When the room falls silent a few sips in, you can awkwardly inquire…
كيف العمل؟ [kajfa al-ʕamal]
In Arabic there’s no need for a copula like the English “is” or “are” — just a simple “How work?” Or you can just comment on his ass.
I corrected myself and tried my sentence again: “عندك طيز كبير” [ʕindak tˤiːz kabiːr] “You’ve got a big ass.” [ʕind] is actually a preposition, meaning “near” — [ʕindak] meaning “near you.” This is a popular construction: To say, “You have a big ass,” many languages will say “A big ass is to/near you.” Its formal name is the mihi est (“to me is”) construction, as opposed to habeo (“I have”), from Latin which used both styles.

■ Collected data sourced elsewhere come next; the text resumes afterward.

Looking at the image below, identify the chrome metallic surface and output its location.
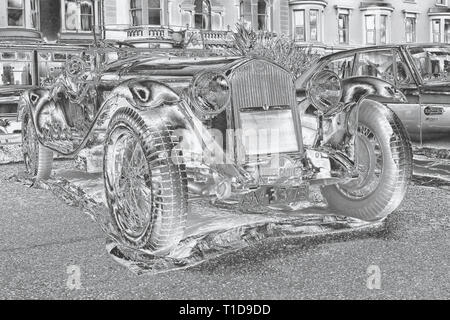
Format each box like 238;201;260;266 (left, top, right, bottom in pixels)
229;59;296;111
16;43;414;252
105;125;153;241
337;125;383;199
302;44;450;150
307;70;343;114
189;70;231;119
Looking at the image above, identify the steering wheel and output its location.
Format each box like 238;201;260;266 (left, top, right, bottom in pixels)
65;56;87;79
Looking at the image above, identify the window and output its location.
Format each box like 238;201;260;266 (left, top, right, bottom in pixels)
293;10;305;41
240;0;252;27
130;0;161;26
436;0;446;5
65;0;78;31
194;0;211;29
445;20;450;43
257;0;268;31
30;0;39;29
380;15;387;44
355;50;395;83
310;10;318;41
80;1;94;31
409;46;450;82
64;0;94;31
148;0;161;25
130;0;143;26
324;55;355;79
365;15;376;45
405;16;416;43
338;12;349;44
432;19;441;42
394;51;413;84
7;0;24;27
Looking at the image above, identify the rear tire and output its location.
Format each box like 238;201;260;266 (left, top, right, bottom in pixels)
22;107;53;180
104;107;188;252
321;100;412;221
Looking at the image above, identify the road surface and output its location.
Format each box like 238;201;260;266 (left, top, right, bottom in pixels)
0;163;448;299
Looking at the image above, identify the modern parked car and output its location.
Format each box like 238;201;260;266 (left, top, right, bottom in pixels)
296;44;450;150
20;45;412;252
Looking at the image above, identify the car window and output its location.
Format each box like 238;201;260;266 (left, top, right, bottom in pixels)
354;50;395;83
323;55;355;79
394;51;413;85
408;46;450;83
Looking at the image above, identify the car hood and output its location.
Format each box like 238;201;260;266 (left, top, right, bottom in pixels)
106;54;242;77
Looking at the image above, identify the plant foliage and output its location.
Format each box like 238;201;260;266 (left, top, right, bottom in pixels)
229;23;322;79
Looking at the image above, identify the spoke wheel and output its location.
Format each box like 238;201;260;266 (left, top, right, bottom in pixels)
337;125;383;199
321;100;412;221
21;107;53;179
22;112;39;175
104;107;188;251
108;126;156;242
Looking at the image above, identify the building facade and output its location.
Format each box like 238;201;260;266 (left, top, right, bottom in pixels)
0;0;102;43
2;0;450;50
102;0;291;48
289;0;450;52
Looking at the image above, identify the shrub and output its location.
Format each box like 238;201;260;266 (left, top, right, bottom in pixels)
229;23;322;79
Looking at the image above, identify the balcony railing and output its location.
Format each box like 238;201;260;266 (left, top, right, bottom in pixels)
185;29;234;46
126;25;172;40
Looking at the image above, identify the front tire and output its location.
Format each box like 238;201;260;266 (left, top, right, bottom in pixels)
104;107;188;252
21;107;53;180
321;100;412;221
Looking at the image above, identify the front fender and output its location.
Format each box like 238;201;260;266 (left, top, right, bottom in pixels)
97;78;181;129
21;88;70;142
109;78;181;110
343;76;407;138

Despite my efforts, I’d still missed that [tˤiːz] was a feminine noun. I was used to the feminine ending ة /-a/ from MSA, not obligatory in many regional Arabic languages. He gave me a playful slap on the ass. “زب كبير، طيز كبيرة” [zibː kabiːr, tˤiːz kabiːra], he said. Not only did “a big cock, a big ass” highlight the differing noun genders using markers on surrounding words (something that has allowed languages like German and Hindi to phase out gender markers on nouns), but it taught by example. I took a brisk hit of poppers and forgot all of the syntax I’d studied for our date.

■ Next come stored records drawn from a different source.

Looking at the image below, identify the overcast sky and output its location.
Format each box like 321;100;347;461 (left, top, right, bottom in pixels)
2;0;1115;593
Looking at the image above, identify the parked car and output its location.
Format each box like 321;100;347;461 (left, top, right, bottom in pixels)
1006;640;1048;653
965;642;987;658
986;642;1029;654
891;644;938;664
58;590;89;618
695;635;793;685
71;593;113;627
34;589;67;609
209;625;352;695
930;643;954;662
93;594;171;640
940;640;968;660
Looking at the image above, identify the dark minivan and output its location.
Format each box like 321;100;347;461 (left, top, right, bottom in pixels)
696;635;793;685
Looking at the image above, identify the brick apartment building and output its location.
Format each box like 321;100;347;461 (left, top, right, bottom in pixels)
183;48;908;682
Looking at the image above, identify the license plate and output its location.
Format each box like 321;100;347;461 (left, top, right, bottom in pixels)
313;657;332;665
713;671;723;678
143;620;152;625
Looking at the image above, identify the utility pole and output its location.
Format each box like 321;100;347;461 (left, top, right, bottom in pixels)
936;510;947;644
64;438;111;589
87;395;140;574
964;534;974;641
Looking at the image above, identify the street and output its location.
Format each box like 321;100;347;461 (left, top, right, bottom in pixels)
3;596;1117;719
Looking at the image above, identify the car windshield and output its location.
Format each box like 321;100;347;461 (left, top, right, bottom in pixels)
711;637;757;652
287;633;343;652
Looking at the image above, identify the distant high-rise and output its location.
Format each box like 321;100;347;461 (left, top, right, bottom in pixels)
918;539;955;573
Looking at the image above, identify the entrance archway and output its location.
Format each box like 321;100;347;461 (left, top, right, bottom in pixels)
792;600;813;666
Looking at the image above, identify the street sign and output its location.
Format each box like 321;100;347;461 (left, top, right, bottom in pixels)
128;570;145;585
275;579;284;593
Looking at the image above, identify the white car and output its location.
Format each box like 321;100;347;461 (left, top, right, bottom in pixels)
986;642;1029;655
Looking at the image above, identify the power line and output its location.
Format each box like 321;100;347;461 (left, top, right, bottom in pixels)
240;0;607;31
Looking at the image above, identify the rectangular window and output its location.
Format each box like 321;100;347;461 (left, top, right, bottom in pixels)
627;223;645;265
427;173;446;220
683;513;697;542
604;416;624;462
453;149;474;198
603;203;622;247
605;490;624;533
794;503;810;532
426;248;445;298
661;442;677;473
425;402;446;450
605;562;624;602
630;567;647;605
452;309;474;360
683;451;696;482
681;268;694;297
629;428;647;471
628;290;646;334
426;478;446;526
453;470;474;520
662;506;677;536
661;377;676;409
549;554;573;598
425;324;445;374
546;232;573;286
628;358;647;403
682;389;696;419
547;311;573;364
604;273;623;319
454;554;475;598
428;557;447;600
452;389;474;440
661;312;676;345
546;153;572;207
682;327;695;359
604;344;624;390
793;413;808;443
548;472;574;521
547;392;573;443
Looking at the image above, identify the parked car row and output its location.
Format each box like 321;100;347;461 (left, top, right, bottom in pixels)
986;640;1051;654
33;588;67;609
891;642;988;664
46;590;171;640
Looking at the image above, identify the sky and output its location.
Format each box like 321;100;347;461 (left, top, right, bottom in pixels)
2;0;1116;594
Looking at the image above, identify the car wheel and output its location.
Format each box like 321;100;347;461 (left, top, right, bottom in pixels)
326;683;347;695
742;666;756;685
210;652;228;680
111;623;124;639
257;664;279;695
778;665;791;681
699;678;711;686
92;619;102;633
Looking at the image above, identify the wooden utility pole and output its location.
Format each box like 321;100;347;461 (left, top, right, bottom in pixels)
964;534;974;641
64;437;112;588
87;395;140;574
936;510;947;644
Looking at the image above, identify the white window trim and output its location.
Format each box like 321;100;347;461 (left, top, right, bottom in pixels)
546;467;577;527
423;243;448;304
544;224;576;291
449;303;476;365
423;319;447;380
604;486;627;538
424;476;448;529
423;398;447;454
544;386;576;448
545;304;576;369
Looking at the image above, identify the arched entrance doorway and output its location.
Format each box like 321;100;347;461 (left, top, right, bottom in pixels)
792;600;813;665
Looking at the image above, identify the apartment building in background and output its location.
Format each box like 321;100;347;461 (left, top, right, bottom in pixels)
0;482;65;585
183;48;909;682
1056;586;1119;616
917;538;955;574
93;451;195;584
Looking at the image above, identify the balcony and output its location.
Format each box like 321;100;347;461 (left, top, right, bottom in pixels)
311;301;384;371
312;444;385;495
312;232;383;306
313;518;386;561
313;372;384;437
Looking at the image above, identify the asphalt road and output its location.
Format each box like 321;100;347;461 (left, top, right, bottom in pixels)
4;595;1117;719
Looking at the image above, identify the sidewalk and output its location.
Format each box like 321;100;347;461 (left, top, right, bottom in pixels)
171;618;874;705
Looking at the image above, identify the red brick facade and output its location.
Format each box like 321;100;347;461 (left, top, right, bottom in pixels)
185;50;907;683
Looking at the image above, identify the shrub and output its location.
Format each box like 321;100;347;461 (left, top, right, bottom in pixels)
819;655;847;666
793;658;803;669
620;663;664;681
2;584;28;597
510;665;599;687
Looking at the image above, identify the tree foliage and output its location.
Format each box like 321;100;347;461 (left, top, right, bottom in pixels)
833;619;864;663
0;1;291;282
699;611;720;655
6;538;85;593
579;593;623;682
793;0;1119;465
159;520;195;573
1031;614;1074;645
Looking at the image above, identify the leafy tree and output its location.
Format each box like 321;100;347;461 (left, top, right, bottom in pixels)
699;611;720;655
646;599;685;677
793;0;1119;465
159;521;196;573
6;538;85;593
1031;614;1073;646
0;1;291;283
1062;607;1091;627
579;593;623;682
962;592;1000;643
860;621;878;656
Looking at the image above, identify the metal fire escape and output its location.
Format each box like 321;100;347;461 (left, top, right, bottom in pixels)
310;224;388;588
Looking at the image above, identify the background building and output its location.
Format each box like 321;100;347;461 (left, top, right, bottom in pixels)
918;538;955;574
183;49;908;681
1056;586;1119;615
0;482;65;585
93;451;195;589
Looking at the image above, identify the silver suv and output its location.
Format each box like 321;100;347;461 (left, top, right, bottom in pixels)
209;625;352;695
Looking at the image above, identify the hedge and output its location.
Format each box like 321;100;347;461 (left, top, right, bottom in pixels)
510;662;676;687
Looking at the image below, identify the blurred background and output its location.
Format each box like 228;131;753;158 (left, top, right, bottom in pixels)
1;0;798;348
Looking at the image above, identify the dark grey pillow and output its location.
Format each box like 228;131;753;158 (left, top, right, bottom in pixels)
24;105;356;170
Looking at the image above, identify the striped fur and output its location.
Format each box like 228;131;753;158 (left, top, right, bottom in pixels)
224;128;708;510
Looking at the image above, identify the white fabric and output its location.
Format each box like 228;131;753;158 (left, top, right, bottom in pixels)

Earlier that evening I sat on the train, hoping that nobody would notice my fidgeting. I was already a bit lubricated from my pre-date washing regimen, but I was more distracted by the extensive reference tables that take up at least a third of every Arabic grammar text. Arabic is famous for its nonconcatenative morphology, a process of forming words that does not put them in a clear numerical order. In the case of Semitic languages, this involves a “root and pattern,” for example the word for “cock” has the consonantal root /z-b-b/ applied to the pattern /C₁iC₂C₃/ to form /zibb/. According to Wehr’s root dictionary, the plural “cocks” takes the pattern /aC₁C₂aːC₃/, surfacing in /azbaːb/. Of course, there are a few traditional suffixes; the dual takes /-ain/, e.g. /zibːain/ “two cocks.” I believe the dual only works in MSA; the distinction between two and three or more cocks in Egyptian Arabic remains untested for now.

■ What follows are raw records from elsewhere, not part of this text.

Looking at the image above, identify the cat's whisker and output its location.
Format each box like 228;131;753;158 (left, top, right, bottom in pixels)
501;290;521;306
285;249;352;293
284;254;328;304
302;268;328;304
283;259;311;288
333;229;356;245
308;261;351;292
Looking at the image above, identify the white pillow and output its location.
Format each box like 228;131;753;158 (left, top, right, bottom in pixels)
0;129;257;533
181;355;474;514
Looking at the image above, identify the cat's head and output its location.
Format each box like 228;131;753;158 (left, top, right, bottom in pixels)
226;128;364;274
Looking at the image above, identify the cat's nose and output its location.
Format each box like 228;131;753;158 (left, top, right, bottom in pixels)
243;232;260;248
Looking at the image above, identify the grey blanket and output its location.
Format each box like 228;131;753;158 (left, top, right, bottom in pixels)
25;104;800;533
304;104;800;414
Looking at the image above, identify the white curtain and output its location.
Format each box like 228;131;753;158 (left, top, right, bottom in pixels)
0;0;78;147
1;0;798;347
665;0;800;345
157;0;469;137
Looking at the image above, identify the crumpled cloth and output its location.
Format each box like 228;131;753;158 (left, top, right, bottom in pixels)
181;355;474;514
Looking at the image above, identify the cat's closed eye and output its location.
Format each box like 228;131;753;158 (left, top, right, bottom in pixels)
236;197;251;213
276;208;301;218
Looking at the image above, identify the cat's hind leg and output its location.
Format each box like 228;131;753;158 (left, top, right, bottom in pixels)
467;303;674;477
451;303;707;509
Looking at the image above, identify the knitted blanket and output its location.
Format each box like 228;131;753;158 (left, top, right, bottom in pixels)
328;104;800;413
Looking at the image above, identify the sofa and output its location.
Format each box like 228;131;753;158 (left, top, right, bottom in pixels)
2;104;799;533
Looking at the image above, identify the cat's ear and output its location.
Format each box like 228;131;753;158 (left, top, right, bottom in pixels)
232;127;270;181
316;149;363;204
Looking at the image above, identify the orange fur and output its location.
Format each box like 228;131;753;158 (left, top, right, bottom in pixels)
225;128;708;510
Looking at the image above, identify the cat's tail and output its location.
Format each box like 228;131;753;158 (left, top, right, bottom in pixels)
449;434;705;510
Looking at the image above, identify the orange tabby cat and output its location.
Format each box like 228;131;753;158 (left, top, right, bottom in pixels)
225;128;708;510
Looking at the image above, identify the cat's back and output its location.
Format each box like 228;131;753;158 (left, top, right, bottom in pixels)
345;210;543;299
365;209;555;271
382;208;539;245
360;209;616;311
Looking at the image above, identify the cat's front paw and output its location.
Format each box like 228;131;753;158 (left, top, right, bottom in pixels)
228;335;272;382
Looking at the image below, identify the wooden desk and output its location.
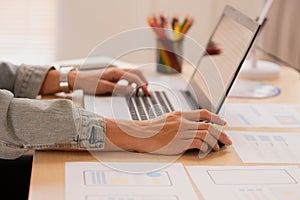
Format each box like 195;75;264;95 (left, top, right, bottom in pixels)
29;66;300;200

My search involved the root /n-j-k/, “to fuck.” Roots with a /j/ (English “y”) or /w/ require the use of extensive transformational rules, and most books simply list special pattern tables for each possible case. I was curious as to how a verb in C₂ = /j/ would function in the imperative, perhaps a hearty “Fuck me!” would have an interesting ring to it. The table listed /C₁iC₃/. Adding the suffix /-niː/ “me,” my exclamation would surface in نكني /nikniː/. It sounded awful. I got off the train disappointed.
My experience with Mr. Egypt proved to be much less disappointing than my brush with imperative verbs. I was as close to literal pillow biting as I’ve probably ever been. I decided to put the /n-j-k/ root to better use with a more friendly volitional statement:
!دعنا ننيك مرة أخرى [daʕnaː naniːk mara uxraː]
Let’s fuck again some time!
Once the two of us had finished, we caught our breath and I raced to wipe the sweat out of the rubble that remained of my hairstyle. He joked, “!يا خول” [jaː xawal] (“Hey, faggot!”), a phrase well understood by the Arab world and its massive “down-low” style underground. I burst out laughing, and he joined, the two of us a grammatical and perspiratory mess.
As always, I made sure my navel was clean before saying “مع السلامة” [maʕa as-salaːma] — “Goodbye,” lit. “With peace.”